Model is the only thing that can be unit tested. Instrumentation tests for other components, which can be tricky.
Also with MVC we need to manually preserve the state with onSaveInstanceState() or onRestoreInstanceState().
MVP
View — XML, activity, interface (view and layout are naturally coupled)
Presenter — business logic, state of the app. Nice contract between what we show and the logic which tells what to show. But can get bloated.
Model and Presenter can be unit tested but instrumentation tests for View — mocking need to occur.
MVVM
Model: Keeps the state and data of the overall system
ViewModel: Provides state and data for the particular instance. Says the view what it should display
MVVM gives all benefits of MVP plus Easy state persistence, less boilerplate code due to no interfaces and easier testing due to better separation of concerns and its reactive. Therefore MVVM is preferred.
Android architecture components
LiveData: is an observable data holder class. life cycle aware — respects the lifecycle of other components. It will only send updates to observers that are active. It helps decouple business logic. Can keep them in the view model and update the view when the state changes and makes the app reactive
ViewModel: A class that prepares the data in a life cycle conscious way. Totally isolated from activity/fragments so it can be easily tested.

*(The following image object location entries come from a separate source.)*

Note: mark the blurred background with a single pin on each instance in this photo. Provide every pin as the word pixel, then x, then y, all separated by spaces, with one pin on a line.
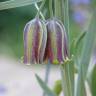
pixel 12 22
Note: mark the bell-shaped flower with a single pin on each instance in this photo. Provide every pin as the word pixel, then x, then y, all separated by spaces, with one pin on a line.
pixel 35 38
pixel 56 49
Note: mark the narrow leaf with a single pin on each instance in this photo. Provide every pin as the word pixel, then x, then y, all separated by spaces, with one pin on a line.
pixel 43 85
pixel 85 56
pixel 16 3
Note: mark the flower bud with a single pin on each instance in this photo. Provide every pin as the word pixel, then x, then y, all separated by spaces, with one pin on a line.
pixel 35 37
pixel 56 48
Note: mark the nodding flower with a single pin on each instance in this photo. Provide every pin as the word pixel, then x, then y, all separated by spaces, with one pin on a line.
pixel 56 47
pixel 35 38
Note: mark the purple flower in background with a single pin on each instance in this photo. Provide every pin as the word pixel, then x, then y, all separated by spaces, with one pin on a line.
pixel 79 16
pixel 77 2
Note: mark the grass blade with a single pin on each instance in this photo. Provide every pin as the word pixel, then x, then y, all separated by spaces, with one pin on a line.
pixel 16 3
pixel 85 56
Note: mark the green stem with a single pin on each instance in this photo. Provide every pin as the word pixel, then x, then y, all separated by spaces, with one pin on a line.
pixel 50 8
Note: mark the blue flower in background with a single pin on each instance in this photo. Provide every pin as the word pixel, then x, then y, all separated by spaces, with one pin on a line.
pixel 76 2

Room: This persistence library is an abstraction layer over the built-in SQLite database. Integrates with RxJava. Easy to set up
DataBinding: More declarative layouts for views. You can access a ViewModel inside an XML layout and the UI elements can react directly to the state of the ViewModel. Two way binding is even possible. This reduces boilerplate code. but can be confusing and tempting to have logic on XML which can be wrong and makes testing impossible.